Com informações Ascom/MTE
Auditores-Fiscais do Trabalho resgataram 2.772 trabalhadores e trabalhadoras em 1.594 ações fiscais de combate ao trabalho análogo à escravidão, em que foram pagos mais de R$ 9 milhões em verbas rescisórias às vítimas. Os dados foram divulgados pela Secretaria de Inspeção do Trabalho na quarta-feira, 28 de janeiro, no dia do ato da Chacina de Unaí que completou 22 anos, intitulado “Nunca Esqueceremos”. Data que também marca o Dia do(a) Auditor(a)-Fiscal do Trabalho e o Dia Nacional de Combate ao Trabalho Escravo. As datas foram criadas em razão da Chacina de Unaí, episódio mundialmente conhecido, que ceifou, em 2004, a vida de três Auditores-Fiscais do Trabalho Eratóstenes de Almeida Gonsalves, João Batista Soares Lage, Nelson José da Silva e do motorista Ailton Pereira de Oliveira, todos servidores do Ministério do Trabalho e Emprego, durante ação fiscal em área rural de Unaí.
Em 2025, além dos 2.772 resgates, mais de 48 mil trabalhadores e trabalhadoras tiveram direitos trabalhistas assegurados por meio das fiscalizações. Mesmo nos casos em que não foi caracterizada a condição de trabalho análogo à escravidão, outros direitos foram garantidos pela atuação dos Auditores-Fiscais do Trabalho.
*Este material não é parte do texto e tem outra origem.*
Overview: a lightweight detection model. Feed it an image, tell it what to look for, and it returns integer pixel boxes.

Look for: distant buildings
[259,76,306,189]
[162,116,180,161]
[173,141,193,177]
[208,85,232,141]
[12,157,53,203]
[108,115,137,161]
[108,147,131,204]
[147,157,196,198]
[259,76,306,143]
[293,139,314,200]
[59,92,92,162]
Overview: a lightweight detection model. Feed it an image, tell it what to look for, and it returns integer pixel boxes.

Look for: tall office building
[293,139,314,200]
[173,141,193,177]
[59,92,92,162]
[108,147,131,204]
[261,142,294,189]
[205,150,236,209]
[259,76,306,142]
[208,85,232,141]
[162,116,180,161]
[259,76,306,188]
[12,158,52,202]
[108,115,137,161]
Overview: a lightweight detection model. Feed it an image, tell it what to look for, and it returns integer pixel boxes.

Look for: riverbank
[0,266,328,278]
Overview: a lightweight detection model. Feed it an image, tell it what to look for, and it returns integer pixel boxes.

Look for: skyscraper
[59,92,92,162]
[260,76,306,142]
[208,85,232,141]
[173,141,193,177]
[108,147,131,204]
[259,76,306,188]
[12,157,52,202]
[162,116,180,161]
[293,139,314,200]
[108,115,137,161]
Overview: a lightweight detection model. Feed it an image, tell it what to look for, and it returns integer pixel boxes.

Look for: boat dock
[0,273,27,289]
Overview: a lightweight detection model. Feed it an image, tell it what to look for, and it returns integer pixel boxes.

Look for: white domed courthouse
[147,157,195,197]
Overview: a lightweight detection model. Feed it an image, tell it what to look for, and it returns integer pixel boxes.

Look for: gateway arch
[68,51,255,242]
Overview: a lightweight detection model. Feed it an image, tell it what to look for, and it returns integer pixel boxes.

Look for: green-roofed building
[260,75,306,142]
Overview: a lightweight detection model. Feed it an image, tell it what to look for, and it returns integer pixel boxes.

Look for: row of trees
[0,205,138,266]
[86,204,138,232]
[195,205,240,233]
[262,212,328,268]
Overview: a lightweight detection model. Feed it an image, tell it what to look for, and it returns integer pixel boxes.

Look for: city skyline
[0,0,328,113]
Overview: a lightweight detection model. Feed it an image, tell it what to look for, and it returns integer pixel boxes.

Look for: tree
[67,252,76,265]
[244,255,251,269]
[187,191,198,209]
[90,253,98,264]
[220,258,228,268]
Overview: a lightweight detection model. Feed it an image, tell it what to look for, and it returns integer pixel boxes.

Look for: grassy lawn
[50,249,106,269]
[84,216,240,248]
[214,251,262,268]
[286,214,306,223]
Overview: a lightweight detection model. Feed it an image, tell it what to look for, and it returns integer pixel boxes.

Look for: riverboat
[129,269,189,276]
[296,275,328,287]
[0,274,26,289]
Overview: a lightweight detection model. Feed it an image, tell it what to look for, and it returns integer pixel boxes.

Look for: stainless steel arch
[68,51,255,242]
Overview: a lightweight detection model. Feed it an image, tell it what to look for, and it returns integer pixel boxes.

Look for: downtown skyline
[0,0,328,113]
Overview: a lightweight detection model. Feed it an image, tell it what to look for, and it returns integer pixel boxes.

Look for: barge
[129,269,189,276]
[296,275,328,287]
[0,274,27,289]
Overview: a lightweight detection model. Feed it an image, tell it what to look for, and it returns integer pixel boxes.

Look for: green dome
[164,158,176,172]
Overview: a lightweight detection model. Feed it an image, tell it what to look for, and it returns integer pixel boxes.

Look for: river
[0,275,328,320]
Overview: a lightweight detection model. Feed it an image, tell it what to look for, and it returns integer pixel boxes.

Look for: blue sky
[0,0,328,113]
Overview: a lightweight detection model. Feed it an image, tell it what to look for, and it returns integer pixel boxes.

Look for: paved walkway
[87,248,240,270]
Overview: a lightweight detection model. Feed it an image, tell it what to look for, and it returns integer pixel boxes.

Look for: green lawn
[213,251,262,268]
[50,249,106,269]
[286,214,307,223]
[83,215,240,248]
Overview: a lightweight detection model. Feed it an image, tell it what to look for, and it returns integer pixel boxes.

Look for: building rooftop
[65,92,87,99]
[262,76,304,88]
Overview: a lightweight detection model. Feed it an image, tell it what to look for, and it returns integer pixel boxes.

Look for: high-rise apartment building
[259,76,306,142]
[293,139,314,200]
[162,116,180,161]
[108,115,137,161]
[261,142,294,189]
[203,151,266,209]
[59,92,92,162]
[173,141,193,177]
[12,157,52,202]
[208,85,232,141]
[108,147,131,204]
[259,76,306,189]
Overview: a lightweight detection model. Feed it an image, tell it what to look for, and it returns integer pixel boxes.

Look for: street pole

De acordo com a Classificação Nacional de Atividades Econômicas (CNAE), os setores com maior número de trabalhadores e trabalhadoras resgatados foram obras de alvenaria (601), administração pública em geral (304), construção de edifícios (186), cultivo de café (184) e extração e britamento de pedras e outros materiais para construção, com beneficiamento associado (126).
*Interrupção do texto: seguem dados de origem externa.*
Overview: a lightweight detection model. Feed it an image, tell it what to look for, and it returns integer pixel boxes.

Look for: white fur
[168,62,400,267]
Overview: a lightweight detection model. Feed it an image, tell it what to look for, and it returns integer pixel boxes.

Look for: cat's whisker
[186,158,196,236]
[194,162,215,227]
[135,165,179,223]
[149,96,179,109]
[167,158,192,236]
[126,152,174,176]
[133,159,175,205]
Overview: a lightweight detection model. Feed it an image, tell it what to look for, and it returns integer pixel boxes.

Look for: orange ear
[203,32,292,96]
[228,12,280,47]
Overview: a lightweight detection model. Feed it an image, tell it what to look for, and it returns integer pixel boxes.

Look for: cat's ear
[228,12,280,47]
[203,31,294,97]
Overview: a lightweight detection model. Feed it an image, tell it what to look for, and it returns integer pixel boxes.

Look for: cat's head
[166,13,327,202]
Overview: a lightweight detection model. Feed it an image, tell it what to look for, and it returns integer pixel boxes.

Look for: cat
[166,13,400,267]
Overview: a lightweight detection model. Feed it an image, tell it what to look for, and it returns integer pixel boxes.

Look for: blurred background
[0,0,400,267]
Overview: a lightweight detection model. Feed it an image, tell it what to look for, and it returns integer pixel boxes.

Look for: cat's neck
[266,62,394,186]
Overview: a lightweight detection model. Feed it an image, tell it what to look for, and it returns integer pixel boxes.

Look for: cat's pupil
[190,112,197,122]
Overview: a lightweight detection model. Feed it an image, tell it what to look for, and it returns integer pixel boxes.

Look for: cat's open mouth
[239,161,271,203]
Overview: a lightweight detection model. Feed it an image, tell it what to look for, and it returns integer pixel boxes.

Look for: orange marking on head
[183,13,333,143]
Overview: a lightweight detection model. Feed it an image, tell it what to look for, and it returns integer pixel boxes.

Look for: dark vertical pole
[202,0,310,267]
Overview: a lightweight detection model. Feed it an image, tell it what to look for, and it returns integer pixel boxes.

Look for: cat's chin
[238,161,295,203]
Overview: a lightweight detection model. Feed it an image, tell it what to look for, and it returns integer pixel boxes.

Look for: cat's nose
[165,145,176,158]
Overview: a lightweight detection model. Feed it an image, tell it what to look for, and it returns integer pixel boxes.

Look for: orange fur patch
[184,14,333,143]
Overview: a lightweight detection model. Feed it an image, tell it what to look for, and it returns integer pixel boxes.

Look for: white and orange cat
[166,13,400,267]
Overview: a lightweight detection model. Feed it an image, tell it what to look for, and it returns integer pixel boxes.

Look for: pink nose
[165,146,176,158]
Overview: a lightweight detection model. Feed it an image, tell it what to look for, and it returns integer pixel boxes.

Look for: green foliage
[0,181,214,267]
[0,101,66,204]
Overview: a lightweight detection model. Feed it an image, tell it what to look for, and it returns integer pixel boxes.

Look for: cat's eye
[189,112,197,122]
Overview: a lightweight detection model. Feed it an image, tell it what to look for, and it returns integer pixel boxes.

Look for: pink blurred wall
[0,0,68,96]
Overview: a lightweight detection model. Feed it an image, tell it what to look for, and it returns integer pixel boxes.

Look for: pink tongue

Os dados apurados, no ano passado, demonstraram uma mudança no perfil dos resgates. Em 2025, 68% das pessoas identificadas em condição análoga à escravidão no Brasil foram resgatadas no meio urbano, superando o número de ocorrências no meio rural, cenário distinto do observado em anos anteriores.
As ações também demonstram que o trabalho escravo contemporâneo não se restringe a atividades econômicas específicas, sendo identificado em áreas como a colheita de café, o desmatamento, a mineração ilegal, a indústria têxtil e o trabalho doméstico. Nesse último caso, foram realizadas 122 ações fiscais específicas em todo o país, resultando no resgate de 34 trabalhadores e trabalhadoras.
Em 2025, os estados com maior número de ações fiscais foram São Paulo (215), Minas Gerais (145), Rio de Janeiro (123), Rio Grande do Sul (112) e Goiás (102). Já os estados com maior número de trabalhadores resgatados foram Mato Grosso (607), Bahia (482), Minas Gerais (393), São Paulo (276) e Paraíba (253).
Todo trabalhador ou trabalhadora resgatado tem direito legal ao recebimento do Seguro-Desemprego do Trabalhador Resgatado (SDTR), pago em três parcelas no valor de um salário mínimo. Esse benefício contribui para a reconstrução da vida das vítimas após tão grave violação de direitos. Além disso, todos são encaminhados à Assistência Social e, posteriormente, às diversas políticas públicas, de acordo com seus perfis específicos.
Denúncias podem ser realizadas de forma anônima por meio do Sistema Ipê, pelo telefone 158.